- Born: Pearl Glenn 1910 Wilmington, Delaware
- Died: 1994 (aged 83–84) Wilmington, Delaware
- Other names: Pearl Herlihy
- Occupations: Activist, lawyer, historian
- Notable work: Pearl Herlihy Daniels Map Collection

= Pearl Herlihy Daniels =

American lawyer

Pearl Herlihy Daniels (1910–1994) was an American activist, lawyer, and historian. Born in Wilmington, Delaware, Daniels became a noted advocate for labor and children's rights in Delaware. In 1981 she was inducted into the Hall of Fame of Delaware Women, and her collection of maps and historical documents are in the archives of the University of Delaware.

== Biography ==
Daniels was born Pearl Glenn in Wilmington, Delaware in 1910. After graduating from high school in 1927, she married Thomas Herlihy, an aspiring law student. The couple moved to Cambridge, Massachusetts, where Thomas studied at Harvard Law before returning to Wilmington in the 1930s. Upon returning to Wilmington, Thomas set up a law practice and both Herlihys entered the local political scene, with Thomas eventually being elected Mayor of Wilmington in 1945.
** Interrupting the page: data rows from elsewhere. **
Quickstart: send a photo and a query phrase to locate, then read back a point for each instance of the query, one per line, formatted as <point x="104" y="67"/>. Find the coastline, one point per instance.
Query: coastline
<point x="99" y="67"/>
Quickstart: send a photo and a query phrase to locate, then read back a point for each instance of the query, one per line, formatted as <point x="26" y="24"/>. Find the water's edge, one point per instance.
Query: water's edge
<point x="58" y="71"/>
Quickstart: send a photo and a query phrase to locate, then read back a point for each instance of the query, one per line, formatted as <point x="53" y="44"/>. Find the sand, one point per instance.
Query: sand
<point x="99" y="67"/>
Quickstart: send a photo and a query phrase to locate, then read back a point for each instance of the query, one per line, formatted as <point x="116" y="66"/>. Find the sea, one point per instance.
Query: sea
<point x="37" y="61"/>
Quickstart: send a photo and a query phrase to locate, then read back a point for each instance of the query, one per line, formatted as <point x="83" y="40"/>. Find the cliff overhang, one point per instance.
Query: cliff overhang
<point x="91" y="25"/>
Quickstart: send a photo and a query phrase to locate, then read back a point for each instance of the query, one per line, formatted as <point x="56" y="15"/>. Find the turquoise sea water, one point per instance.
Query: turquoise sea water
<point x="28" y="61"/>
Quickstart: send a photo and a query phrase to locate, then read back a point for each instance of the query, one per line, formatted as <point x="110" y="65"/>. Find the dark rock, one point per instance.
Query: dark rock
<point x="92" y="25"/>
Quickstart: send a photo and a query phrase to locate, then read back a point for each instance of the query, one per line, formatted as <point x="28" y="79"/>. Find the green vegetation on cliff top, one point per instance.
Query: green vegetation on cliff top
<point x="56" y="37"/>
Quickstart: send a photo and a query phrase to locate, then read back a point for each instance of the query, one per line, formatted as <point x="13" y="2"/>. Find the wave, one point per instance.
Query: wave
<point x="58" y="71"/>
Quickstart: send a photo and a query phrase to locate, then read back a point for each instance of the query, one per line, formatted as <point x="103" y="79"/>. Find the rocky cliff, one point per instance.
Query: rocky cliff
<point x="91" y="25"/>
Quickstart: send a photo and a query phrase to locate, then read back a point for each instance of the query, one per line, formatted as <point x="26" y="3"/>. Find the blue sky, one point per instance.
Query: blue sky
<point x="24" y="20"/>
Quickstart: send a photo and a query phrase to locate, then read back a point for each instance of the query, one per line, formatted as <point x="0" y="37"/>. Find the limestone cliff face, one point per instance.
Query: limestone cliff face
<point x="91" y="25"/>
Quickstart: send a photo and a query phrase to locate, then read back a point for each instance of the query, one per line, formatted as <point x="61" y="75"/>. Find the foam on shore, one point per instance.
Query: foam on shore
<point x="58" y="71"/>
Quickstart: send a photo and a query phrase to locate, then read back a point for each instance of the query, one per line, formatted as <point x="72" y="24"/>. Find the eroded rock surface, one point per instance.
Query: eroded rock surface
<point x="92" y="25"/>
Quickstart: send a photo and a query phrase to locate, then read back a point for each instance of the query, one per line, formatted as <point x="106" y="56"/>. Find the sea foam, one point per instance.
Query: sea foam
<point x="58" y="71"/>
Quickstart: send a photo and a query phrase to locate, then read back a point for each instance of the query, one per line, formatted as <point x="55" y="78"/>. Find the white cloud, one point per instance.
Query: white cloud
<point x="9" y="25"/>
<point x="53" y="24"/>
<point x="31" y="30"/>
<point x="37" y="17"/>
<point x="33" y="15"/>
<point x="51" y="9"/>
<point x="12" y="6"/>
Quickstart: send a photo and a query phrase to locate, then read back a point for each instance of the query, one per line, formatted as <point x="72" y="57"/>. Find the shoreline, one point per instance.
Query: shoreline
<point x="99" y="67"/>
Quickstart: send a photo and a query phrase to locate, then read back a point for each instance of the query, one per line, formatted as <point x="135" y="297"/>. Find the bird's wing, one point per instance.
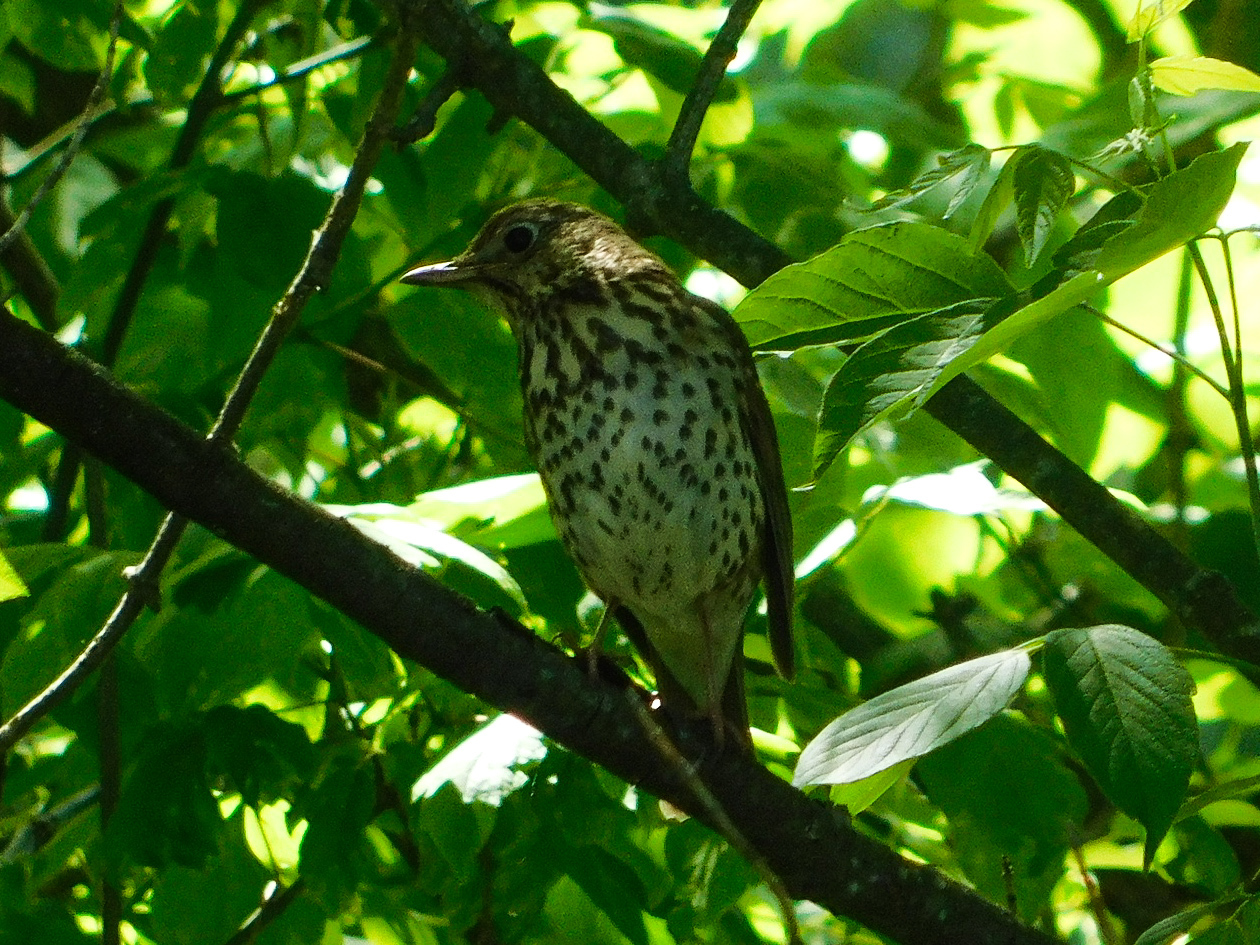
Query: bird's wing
<point x="776" y="556"/>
During the 1940s, Daniels became active in local politics and activism; when her husband resigned his mayorship after one year to take an appointment as Chief Justice of the Municipal Court of Wilmington, Daniels continued her activities in local politics. She became noted as a strong advocate for labor rights, specifically those pertaining to children and migrant workers. In 1949 she was appointed to assist a committee in reworking the City of Wilmington's charter, and was active in state-level political drives to strengthen Delaware's narcotics laws. Continuing with her labor activism, in the 1950s she was appointed as the chairwomen of Delaware’s State Labor Commission, predecessor to the Delaware Labor Department.

In the 1950s, Daniels was appointed as chairwoman of the Eisenhower administration's National Commission on Children and Youths. She was likewise appointed to the Kennedy administration's Committee on Youth Employment and the Johnson administration's National Citizens Commission for Community Relations.
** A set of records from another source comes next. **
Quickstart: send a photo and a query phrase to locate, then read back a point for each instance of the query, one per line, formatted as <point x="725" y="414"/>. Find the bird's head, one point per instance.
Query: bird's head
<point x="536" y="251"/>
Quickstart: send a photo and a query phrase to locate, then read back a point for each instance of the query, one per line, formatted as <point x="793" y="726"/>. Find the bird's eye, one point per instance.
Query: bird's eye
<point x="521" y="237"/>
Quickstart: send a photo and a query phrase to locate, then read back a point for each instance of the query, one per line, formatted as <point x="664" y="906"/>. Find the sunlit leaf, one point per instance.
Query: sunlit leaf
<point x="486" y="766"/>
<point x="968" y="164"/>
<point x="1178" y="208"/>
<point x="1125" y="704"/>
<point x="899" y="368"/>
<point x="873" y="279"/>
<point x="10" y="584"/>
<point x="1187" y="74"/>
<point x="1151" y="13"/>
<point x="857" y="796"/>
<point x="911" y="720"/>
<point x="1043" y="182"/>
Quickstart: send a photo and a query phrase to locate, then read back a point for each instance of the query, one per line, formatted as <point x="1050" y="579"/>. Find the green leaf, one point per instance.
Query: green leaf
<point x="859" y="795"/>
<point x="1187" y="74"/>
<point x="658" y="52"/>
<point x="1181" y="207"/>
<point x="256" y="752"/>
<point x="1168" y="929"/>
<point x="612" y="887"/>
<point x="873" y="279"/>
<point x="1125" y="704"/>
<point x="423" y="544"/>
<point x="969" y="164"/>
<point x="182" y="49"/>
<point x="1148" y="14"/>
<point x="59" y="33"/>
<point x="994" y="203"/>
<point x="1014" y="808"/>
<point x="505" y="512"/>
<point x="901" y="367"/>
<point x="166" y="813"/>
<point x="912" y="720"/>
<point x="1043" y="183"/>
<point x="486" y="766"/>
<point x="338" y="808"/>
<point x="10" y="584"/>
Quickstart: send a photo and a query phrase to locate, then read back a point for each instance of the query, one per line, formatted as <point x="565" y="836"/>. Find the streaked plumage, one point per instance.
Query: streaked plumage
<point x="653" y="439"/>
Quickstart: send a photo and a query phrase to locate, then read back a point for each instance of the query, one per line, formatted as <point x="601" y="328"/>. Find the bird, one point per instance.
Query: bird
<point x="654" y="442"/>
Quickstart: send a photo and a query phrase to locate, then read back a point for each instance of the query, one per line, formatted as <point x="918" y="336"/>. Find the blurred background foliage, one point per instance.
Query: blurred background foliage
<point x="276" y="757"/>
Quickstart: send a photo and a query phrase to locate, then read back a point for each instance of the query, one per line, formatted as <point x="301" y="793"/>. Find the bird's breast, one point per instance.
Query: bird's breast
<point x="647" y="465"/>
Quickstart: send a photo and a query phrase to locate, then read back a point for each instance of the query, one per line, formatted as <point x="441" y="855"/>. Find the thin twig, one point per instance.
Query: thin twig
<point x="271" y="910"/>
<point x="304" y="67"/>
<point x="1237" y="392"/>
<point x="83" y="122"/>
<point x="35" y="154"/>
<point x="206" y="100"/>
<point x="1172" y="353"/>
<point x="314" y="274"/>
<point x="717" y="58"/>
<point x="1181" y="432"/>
In addition to her political activism, Daniels — who never pursued a law degree — worked as a partner in her husband's firm, Herlihy & Herlihy. The couple had two sons, one of whom became an attorney while the other became a judge. Thomas Herlihy died in 1977, and Daniels married Charles E. Daniels in 1980, changing her name to Pearl Herlihy Daniels. In 1981, Daniels was inducted into the Hall of Fame of Delaware Women. She died in 1994.

=== Cartography ===
In addition to her political activism, Daniels was an avid collector of historic maps. From 1968 onward, she collected maps, atlases, books, and cartography equipment, most of which pertained to her home state of Delaware. She also conducted research into the cartological history of Delaware and gave lectures at the University of Delaware; after her death, Daniels's sons donated her collection (known as the Pearl Herlihy Daniels Map Collection) of historical documents to the university.